Les bureaux de la société civile et plusieurs mouvements citoyens du territoire de Fizi et de la ville de Baraka appellent les autorités à convoquer, en urgence, une réunion extraordinaire et élargie du Conseil de sécurité afin d’évaluer les conséquences de la coupure des réseaux de télécommunication dans cette partie du Sud-Kivu.
Dans une correspondance adressée à plusieurs autorités nationales et provinciales, les organisations signataires affirment que les réseaux de télécommunication sont interrompus depuis le 3 juillet 2026 dans l’ensemble du territoire de Fizi et dans la ville de Baraka.

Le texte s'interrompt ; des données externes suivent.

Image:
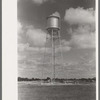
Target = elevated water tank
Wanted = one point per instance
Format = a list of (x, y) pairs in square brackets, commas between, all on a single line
[(53, 21)]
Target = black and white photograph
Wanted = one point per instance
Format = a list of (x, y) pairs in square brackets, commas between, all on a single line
[(56, 47)]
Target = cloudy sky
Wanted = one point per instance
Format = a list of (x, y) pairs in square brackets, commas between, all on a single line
[(77, 38)]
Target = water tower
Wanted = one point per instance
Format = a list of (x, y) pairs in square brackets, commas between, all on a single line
[(53, 29)]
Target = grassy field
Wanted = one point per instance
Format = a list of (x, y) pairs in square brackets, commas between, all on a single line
[(64, 92)]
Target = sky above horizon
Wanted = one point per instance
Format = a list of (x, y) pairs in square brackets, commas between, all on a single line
[(77, 38)]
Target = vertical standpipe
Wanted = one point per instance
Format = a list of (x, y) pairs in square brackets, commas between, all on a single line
[(53, 26)]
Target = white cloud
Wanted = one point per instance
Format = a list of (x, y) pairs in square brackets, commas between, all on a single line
[(82, 36), (36, 37), (39, 1), (83, 40), (80, 16)]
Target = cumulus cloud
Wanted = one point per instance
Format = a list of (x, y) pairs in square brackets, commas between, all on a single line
[(80, 16), (36, 36), (39, 1), (82, 36), (83, 40)]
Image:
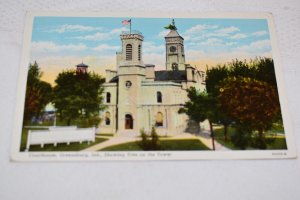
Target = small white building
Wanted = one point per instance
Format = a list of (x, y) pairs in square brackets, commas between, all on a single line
[(138, 97)]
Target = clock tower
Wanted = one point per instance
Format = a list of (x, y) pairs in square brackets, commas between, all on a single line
[(175, 59)]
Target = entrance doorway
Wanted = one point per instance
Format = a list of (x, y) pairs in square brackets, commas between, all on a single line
[(128, 121)]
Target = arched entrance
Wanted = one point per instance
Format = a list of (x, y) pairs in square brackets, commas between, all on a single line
[(128, 121)]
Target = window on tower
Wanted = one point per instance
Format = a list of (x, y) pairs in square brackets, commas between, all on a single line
[(174, 66), (159, 97), (159, 119), (108, 95), (140, 51), (128, 52)]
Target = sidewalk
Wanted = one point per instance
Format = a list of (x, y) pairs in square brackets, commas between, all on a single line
[(112, 141), (204, 137)]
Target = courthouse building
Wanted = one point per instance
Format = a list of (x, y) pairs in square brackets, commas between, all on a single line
[(138, 97)]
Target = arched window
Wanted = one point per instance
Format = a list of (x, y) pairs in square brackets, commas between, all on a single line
[(174, 66), (159, 121), (159, 97), (128, 121), (139, 51), (107, 118), (108, 97), (128, 52)]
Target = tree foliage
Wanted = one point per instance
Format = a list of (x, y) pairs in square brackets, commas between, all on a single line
[(78, 97), (150, 143), (249, 102), (38, 92)]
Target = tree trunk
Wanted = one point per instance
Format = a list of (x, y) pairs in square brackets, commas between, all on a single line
[(212, 135), (69, 122)]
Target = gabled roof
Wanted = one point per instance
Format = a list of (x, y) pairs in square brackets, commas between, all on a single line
[(166, 75)]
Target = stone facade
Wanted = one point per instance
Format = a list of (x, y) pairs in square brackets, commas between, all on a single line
[(138, 97)]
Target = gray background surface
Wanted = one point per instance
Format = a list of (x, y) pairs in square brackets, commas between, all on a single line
[(242, 179)]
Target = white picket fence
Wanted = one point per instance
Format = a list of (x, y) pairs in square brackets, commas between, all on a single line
[(57, 135)]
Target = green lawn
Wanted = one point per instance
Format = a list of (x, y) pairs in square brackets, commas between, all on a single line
[(105, 134), (76, 146), (166, 145), (273, 142)]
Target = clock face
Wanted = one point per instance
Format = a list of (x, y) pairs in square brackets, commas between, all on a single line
[(172, 49)]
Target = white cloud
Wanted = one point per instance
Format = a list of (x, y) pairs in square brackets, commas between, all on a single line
[(212, 41), (228, 30), (163, 33), (259, 33), (100, 36), (46, 46), (230, 43), (199, 28), (238, 36), (74, 28), (257, 46), (95, 37), (224, 32), (151, 47), (105, 47)]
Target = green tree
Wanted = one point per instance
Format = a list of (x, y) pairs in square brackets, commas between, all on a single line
[(214, 78), (251, 103), (38, 93), (150, 143), (78, 97)]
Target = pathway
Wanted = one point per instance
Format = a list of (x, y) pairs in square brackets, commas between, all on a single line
[(115, 140), (204, 137)]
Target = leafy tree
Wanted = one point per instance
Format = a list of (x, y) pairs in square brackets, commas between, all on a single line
[(38, 93), (214, 78), (78, 97), (200, 107), (251, 103), (149, 143)]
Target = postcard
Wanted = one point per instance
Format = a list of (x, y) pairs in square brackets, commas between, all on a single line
[(149, 86)]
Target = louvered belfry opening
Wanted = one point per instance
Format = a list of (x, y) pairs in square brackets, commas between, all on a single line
[(128, 52)]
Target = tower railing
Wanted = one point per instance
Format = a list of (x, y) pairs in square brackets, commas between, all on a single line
[(131, 32)]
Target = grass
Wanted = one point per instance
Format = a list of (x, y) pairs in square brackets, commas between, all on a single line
[(105, 134), (219, 136), (76, 146), (166, 145), (273, 143)]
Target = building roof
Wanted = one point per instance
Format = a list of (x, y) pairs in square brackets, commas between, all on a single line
[(166, 75)]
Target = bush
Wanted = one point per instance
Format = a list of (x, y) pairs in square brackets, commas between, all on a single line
[(241, 138)]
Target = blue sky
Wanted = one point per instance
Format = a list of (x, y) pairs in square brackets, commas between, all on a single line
[(62, 42)]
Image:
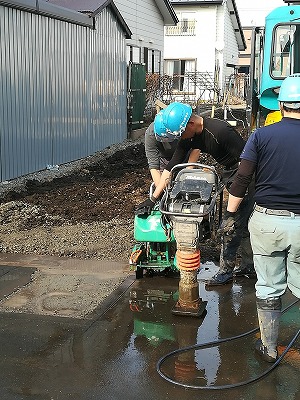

Selon ces structures citoyennes, cette situation, intervenue dans un contexte marqué par l’insécurité, affecte considérablement la population, notamment en matière de communication avec les membres des familles, d’accès à l’information ainsi que dans le fonctionnement normal de plusieurs activités sociales et économiques.
Des citoyens exposés à des violences
Face à l’absence d’autres moyens de communication accessibles, certains habitants tenteraient de se connecter aux réseaux Wi-Fi disponibles auprès de certains services afin de communiquer avec leurs proches.
La société civile affirme toutefois que des citoyens cherchant à accéder à ces connexions auraient été victimes de coups, de blessures, de traitements humiliants et, selon les allégations contenues dans la correspondance, de tortures attribuées à certains éléments des FARDC. D’autres personnes auraient également été conduites et maintenues dans des lieux de détention.
Les organisations signataires estiment que ces faits, qui se dérouleraient sous le regard de plusieurs acteurs de la société civile et des autorités locales, nécessitent une évaluation urgente au regard du respect des droits humains et de la protection des populations civiles en période de conflit armé.
La société civile demande des mesures urgentes
Dans leur démarche, les organisations citoyennes sollicitent notamment :
– l’examen des possibilités de rétablissement progressif des réseaux de télécommunication ;
– une évaluation de la situation depuis la coupure intervenue le 3 juillet 2026 ;
– la clarification des cas de violences, de tortures, de coups et blessures rapportés à l’encontre des citoyens cherchant à accéder aux moyens de communication disponibles ;
– l’évaluation des conséquences d’une prolongation de la coupure ainsi que des responsabilités éventuelles liées à cette situation.
Les signataires demandent également que soient examinées les conséquences économiques liées notamment au blocage des cartes SIM et aux frais de remplacement (swap) auprès des opérateurs de télécommunication, notamment Vodacom, Airtel, Orange et Africell, pour les habitants de Fizi et de Baraka.
« Trouver un équilibre entre sécurité et droits fondamentaux »
Les organisations précisent que leur démarche ne vise pas à remettre en cause les impératifs sécuritaires liés au contexte de guerre, mais plutôt à contribuer à la recherche d’un équilibre entre les exigences de sécurité de l’État et la protection des droits et libertés fondamentaux des citoyens.
Elles appellent ainsi les autorités nationales, provinciales et locales à donner une suite diligente à leur requête et à prendre des mesures permettant de répondre aux préoccupations de la population de Fizi et de Baraka.
La question du rétablissement des communications demeure ainsi au cœur des préoccupations de la société civile, qui considère l’accès aux télécommunications comme un élément essentiel pour permettre aux habitants de rester en contact avec leurs proches et d’accéder à l’information.